THEO PANAYIDES meets a family man who has built his business up from owning just one truck. Just doing his job in the never-ending urban sprawl, recycling as much as possible
Philippos Kameris holds a special place on the – relatively short – list of people who’ve caused me pain without meaning to, and without even knowing me. It often happens, on my walks around Nicosia, that I pass a house I’ve known for years, as familiar as an old friend – sometimes an old house with red tiles and sandstone walls, now increasingly one of those 60s or 70s houses with coloured shutters and bits of brickwork – only to find that the house is gone, replaced by a pile of rubble or an empty lot. I have no investment in this house, of course (I never even know who it belongs to), yet the shock of its disappearance always creates a sense of loss, especially knowing that it’s almost certainly going to give way to a much uglier apartment block – and there, invariably, is a sign for the Philippos Kameris Group, a member of the EDA (European Demolition Association) and the top company in Cyprus if you need a house knocked down.
It’s not just knocking down houses; the firm also handle renovations, and indeed also build things – including the office block, somewhere in Strovolos, with Zorbas on the ground floor and their offices on the first – though demolitions are the bulk of their work. The reception area is adorned with yellow toy bulldozers (the tools of the trade), plus a number of diplomas and certificates; many of them, significantly, are environmental awards. “Our concern, always – in fact it’s our slogan – is for the environment,” Philippos tells me later. He himself is a burly 61-year-old with white hair, a salt-and-pepper moustache and a direct, quietly confident manner. I’d expected to do a whole spiel when calling to request an interview – I’d prepared myself to explain, truthfully, that I’ve never met anyone in the demolition business before – but he just agrees without hesitation, like he fields requests for profiles on a weekly basis. He shakes hands firmly on arrival, leads me to his office, and calls for coffee; the good one, he instructs the secretary behind the desk, “the one I brought from Kavala”.

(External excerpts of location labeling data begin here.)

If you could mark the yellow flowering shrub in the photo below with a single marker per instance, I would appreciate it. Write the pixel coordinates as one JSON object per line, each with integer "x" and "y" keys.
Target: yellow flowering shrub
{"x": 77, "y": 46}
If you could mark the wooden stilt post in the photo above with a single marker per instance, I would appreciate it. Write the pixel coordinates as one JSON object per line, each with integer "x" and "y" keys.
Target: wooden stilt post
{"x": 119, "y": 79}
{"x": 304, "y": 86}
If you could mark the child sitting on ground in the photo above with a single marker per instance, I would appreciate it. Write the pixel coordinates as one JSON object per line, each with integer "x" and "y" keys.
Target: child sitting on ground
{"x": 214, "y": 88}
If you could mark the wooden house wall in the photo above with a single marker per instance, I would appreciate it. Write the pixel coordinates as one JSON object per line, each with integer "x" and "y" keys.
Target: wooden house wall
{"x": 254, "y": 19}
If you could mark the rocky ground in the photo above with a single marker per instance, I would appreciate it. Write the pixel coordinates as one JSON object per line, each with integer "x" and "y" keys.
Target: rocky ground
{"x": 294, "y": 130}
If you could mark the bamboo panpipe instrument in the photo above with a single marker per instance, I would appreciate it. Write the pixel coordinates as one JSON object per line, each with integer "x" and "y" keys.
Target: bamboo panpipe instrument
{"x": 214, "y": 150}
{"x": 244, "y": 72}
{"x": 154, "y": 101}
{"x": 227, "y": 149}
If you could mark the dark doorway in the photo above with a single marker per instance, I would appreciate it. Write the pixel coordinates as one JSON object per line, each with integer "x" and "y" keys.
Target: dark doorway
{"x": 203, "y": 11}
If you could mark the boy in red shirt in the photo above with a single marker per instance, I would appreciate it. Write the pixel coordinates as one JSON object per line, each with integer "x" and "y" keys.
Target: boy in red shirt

He founded his own company, Philippos Kameris Ltd, in 1988. “I bought a truck,” he recalls rather gruffly. “I started working 15-16 hours a day – minimum! After a year I hired a driver, I opened a DIY shop for construction materials, I bought a second truck. Then I started buying machinery and so on.” His dad had also been involved in demolitions, but Philippos’ company soon eclipsed his father’s – though without any bad blood, he makes clear, the two often collaborated (his dad’s old company is now enfolded in the Group) and remained very close. Family has always been important. Philippos often helped his father as a child – he recalls a demolition down on Ledra street, and being tasked with blocking traffic as an 11-year-old – and now two of his own three sons are in the business. He never pressured them, he insists, “they make their own decisions” – but having a successful father always places some unconscious pressure on sons to follow in his footsteps, especially when he’s naturally authoritative as Philippos seems to be. It may be significant that even his eldest son (who now has a big civil-service job in Greece) was an officer during his National Service, like his father before him.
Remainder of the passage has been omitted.